Simplicity is the ultimate sophistication.
Woody Guthrie once said, “Any fool can make something complicated. It takes a genius to make it simple.”
The Hemingway Editor app is an incredible tool I use to check the readability of my writing. It tells you the grade level of your writing and even analyzes areas that you can improve.
The bottom line? If conversions matter, then readability matters.
This is such a critical element to readability.
A good rule of thumb is to never have more than 3 sentences within a paragraph. In fact, more than 3 sentences is pushing it. Your chances of converting will decrease.
Spacing keeps things concise, direct, and easy to digest. Usually, the more white space there is in your copy, the better. This can vary depending on the type of copy that is being written.

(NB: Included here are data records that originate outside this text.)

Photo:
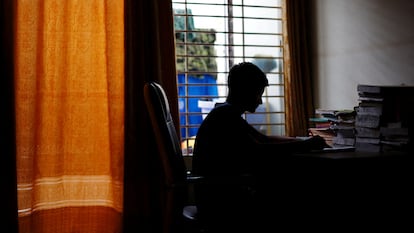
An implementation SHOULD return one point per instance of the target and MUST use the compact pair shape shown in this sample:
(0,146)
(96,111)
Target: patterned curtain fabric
(298,86)
(69,100)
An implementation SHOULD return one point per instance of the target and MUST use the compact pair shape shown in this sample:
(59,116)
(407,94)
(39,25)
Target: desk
(346,188)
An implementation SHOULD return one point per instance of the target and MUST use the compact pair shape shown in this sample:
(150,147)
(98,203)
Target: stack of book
(383,119)
(335,126)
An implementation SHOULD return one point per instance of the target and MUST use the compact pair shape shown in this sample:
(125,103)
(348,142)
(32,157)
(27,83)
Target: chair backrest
(168,140)
(174,191)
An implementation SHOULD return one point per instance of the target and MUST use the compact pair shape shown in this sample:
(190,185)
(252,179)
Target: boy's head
(246,83)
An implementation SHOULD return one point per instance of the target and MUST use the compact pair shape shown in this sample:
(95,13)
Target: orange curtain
(69,100)
(298,84)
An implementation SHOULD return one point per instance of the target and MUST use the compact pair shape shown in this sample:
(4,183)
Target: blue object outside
(207,91)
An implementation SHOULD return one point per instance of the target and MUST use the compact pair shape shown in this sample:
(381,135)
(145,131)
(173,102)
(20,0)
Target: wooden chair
(178,215)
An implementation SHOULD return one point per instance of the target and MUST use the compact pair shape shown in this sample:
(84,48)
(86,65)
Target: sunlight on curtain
(69,91)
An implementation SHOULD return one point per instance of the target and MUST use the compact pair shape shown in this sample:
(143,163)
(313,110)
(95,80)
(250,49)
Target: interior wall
(360,41)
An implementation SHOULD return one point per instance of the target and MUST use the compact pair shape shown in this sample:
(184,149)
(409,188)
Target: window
(212,36)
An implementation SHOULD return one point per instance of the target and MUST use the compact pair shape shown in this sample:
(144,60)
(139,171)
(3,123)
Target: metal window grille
(212,36)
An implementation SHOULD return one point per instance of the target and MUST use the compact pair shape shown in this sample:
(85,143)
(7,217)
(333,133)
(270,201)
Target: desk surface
(354,154)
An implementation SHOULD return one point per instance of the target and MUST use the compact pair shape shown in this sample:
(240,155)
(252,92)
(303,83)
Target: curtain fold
(298,84)
(69,105)
(8,192)
(150,56)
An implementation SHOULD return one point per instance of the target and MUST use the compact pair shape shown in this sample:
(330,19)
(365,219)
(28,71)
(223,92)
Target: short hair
(246,76)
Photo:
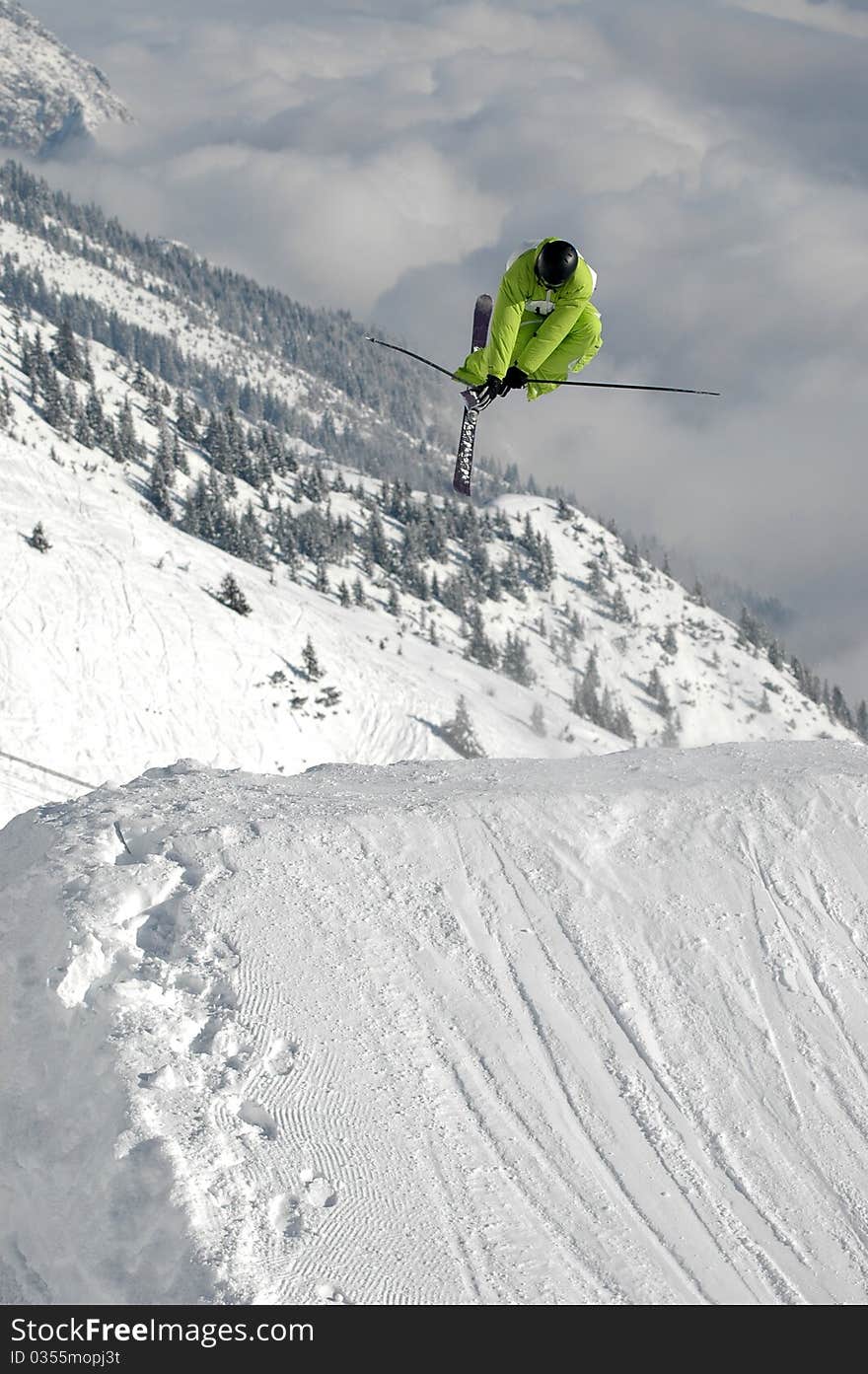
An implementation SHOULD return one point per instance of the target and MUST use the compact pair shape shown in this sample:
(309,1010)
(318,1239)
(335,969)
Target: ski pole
(417,356)
(615,387)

Creating spacing in between sentences creates an “avalanche effect.” It causes your reader to keep reading. If you want to persuade people to take an action, it’s crucial that you get your message across…

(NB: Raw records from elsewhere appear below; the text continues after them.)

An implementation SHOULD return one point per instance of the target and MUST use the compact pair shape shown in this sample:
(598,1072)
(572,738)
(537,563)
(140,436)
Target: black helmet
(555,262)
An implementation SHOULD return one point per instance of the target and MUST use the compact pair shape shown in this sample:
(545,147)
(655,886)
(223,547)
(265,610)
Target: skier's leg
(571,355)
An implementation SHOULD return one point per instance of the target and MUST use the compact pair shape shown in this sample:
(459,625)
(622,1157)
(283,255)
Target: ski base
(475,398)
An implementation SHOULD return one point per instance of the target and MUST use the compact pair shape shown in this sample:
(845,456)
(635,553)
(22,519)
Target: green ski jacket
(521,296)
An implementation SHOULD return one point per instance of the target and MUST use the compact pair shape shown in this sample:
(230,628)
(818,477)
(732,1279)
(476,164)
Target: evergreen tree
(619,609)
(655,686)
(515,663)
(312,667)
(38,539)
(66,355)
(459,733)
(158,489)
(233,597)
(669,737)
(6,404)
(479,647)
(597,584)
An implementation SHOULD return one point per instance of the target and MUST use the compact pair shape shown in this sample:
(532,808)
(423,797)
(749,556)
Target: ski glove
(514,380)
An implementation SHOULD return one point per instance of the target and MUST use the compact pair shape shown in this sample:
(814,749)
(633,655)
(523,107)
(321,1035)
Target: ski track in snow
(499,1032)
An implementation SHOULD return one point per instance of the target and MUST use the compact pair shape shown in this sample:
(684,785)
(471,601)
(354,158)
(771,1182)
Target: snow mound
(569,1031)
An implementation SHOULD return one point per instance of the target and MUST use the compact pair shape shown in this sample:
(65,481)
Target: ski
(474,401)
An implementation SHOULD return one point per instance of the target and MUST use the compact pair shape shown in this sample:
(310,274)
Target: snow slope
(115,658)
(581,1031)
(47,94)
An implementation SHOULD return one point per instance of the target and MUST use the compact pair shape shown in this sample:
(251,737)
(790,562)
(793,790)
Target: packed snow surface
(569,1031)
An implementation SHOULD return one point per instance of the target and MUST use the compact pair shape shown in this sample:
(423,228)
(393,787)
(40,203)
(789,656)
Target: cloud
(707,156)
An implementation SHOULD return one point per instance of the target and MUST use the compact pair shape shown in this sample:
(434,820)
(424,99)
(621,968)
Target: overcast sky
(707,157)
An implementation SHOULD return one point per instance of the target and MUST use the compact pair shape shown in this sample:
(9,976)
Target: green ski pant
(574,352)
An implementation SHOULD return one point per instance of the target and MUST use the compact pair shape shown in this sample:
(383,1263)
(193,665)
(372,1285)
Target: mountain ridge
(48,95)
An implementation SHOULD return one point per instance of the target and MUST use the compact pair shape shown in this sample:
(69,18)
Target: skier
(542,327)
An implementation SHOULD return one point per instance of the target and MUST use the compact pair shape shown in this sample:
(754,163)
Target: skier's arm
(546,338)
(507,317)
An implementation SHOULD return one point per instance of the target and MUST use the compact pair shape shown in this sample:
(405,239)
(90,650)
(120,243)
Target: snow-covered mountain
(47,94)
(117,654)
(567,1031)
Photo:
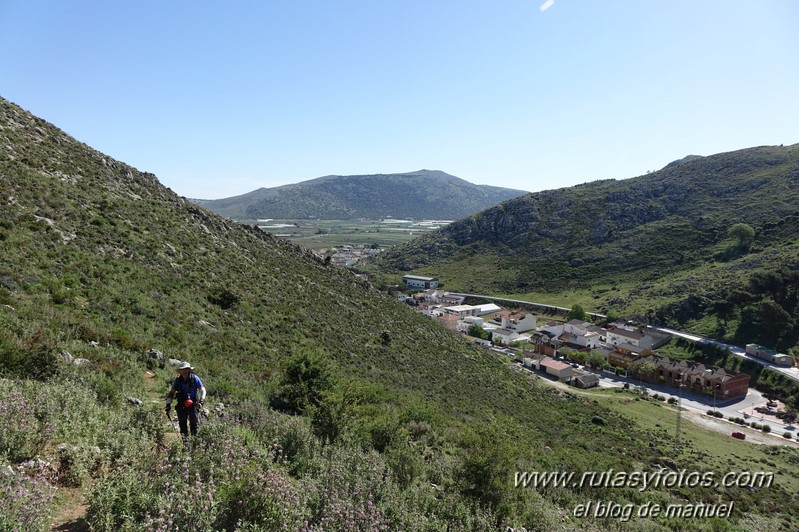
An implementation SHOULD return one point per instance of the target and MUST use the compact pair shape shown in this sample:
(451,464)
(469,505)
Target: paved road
(734,349)
(793,373)
(701,403)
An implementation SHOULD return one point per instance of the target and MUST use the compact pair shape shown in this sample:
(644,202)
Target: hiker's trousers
(187,419)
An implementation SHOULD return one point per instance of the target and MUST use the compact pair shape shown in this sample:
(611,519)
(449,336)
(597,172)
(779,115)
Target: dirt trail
(69,515)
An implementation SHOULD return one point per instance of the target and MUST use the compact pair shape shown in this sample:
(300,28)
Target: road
(793,373)
(698,405)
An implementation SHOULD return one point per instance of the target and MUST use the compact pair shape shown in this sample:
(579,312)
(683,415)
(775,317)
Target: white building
(419,282)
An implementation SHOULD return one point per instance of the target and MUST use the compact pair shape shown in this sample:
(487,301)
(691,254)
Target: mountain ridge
(422,194)
(672,224)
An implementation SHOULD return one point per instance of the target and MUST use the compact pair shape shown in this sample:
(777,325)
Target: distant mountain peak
(422,194)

And if you want to get your message across, then they need to read everything. It’s our job to guide them to the finish line.

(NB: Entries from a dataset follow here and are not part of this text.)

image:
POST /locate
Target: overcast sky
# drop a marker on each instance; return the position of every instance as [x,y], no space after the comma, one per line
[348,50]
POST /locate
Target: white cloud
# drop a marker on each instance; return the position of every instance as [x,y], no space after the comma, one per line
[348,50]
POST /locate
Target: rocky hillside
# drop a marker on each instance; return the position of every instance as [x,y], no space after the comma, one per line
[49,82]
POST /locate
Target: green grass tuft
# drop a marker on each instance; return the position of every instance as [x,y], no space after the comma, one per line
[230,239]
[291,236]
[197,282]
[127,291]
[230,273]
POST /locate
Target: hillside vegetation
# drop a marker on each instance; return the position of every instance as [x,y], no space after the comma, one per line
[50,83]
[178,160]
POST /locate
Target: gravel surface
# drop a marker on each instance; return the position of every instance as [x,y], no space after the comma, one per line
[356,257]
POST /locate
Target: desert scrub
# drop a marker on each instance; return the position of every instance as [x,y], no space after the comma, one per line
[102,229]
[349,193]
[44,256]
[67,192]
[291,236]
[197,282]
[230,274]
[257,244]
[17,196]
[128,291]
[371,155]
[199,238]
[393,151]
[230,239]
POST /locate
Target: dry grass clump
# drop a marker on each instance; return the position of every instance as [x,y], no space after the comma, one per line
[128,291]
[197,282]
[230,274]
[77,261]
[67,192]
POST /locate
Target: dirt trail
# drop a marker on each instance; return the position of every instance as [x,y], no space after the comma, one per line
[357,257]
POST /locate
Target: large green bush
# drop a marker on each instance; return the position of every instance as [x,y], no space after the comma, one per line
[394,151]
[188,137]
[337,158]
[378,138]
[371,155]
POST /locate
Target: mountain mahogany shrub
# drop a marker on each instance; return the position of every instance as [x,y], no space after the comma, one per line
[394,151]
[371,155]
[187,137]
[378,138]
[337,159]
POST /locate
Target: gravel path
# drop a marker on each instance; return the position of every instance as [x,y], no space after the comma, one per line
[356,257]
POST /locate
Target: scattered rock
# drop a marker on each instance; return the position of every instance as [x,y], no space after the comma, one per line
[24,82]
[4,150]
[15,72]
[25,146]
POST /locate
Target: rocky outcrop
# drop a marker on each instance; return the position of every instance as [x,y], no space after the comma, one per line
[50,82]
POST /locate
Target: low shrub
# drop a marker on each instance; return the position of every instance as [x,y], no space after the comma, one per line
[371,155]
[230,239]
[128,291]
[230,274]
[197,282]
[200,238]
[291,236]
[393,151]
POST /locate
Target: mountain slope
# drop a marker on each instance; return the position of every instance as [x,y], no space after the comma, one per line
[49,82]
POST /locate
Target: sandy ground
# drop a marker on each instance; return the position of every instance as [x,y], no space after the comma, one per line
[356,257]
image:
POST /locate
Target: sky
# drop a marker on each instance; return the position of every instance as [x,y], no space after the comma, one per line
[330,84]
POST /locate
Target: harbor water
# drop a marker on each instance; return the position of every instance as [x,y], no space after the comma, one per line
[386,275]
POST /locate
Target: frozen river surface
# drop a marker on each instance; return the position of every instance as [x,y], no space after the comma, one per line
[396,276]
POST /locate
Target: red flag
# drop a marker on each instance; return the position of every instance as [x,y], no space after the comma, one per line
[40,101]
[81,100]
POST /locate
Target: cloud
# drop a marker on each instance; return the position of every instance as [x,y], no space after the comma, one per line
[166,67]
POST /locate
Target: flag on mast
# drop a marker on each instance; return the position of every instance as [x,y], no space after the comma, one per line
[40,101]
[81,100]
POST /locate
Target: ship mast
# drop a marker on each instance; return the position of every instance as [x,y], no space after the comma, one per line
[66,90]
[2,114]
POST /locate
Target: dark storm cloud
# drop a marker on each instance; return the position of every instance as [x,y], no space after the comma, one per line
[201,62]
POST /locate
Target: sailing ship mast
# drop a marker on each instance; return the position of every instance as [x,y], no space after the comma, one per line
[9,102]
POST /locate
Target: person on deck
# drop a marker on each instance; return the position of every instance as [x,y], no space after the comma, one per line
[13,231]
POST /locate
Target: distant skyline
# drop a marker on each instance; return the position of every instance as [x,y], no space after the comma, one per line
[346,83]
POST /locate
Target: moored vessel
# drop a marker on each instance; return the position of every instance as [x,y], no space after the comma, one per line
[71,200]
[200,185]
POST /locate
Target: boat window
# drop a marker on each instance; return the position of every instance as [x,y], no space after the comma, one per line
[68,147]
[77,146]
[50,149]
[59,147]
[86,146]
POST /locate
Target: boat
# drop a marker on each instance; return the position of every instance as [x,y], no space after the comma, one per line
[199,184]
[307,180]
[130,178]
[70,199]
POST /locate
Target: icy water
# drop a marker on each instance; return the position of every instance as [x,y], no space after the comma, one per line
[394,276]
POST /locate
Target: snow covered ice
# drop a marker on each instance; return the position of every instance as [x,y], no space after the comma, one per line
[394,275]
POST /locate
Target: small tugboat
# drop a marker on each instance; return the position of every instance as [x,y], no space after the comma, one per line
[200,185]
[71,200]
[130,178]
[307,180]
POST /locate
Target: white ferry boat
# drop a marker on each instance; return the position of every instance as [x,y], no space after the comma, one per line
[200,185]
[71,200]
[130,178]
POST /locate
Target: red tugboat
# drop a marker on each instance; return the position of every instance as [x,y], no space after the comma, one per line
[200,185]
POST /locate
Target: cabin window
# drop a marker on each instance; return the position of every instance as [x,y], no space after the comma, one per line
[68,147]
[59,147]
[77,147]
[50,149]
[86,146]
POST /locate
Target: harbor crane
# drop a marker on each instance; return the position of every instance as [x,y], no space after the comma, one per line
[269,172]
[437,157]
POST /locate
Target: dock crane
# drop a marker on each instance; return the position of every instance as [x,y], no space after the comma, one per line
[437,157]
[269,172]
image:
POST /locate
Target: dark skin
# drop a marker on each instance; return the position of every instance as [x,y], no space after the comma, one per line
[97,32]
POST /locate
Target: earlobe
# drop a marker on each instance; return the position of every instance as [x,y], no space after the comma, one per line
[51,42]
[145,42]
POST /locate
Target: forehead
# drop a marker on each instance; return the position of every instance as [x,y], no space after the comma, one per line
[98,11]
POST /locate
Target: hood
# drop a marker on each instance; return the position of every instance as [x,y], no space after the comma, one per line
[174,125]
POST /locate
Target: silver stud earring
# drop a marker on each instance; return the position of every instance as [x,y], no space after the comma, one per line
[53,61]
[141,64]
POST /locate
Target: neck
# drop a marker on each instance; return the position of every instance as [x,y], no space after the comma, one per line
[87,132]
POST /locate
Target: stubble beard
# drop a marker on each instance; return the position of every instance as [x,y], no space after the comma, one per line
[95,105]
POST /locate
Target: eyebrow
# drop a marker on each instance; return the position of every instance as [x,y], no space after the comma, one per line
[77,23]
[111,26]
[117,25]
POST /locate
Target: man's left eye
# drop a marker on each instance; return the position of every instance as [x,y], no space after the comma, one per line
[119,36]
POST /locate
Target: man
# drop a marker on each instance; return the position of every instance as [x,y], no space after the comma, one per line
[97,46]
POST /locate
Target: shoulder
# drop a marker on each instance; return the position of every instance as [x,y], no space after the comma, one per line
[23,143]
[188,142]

Imagine if this entire “spacing” section was one or even two big paragraphs…
Does it inspire you to read it? Most likely not.
Bulky paragraphs create eye fatigue and it’s exhausting to look at. Break down your writing. It’s one of the easiest things you can do to your copy right now to increase conversions.
Great copy reads like a conversation. It sounds like a normal conversation you might have with a friend.
What does that look like in writing?
It’s simple. Questions come in where they should naturally come in. The writing sounds like it's addressed to one person. And the words read as how one would talk in real life.
You might have even caught on that this entire blog sounds quite like a normal conversation.
People buy things through their emotions. Not logic.
Think of the time you bought some Ibuprofen because you needed to kill the pain.
Think about getting your car towed and how fast you would find the money to get it back.
Think of the huge overnight lines people will endure when Apple launches a new product.
The notion is completely true, yet for some reason, I see this ignored time and time again.
How, you ask?
Have you ever read something that bored you so much, you nearly fell asleep? It’s everywhere. If you fail to captivate people with your words, you fail to influence them.
This is especially true when it comes to copywriting. When you’re speaking to someone live - you have the advantage of tonality, inflection, and other nuances working in your favor…
But if all you have is the written word, you must do all you can to transfer the right emotions to your audience.
Use words that give people sensations like excitement, joy, humor, urgency, envy, etc.
Most copywriting focuses too much on convincing people through logic. You need to win their hearts through emotions before facts and statistics. The truth is that the copy itself already appeals to the logical side of our brains.
Remember this: People buy things emotionally first, then rationalize their decision with logic.
The worst crime in copywriting is being boring.
7. Strong and Clear Call-to-Actions (CTAs)
At last, you need to tell people what to do with a CTA. The CTA should be powerful and as clear as possible.
People look for every reason NOT to do something, so they need a good reason to take action. And if the rest of the copy did its job, then your audience should know exactly what that reason is for them.
Having no CTA is the number one reason your audience isn’t converting. It’s shocking to see how often I see this mistake. If people aren’t guided to do something, it’s very likely that they won’t do it.
These 7 copywriting techniques are simple enough to apply immediately into your copy. Simple, but very powerful.
- Eye-catching headlines
- Strong and Clear Call-to-Actions (CTAs)
They’ll instantly improve your current copy. And at the bare minimum, these elements are what you should consider when you write your copy in the future.
Now go apply these tactics and make more sales!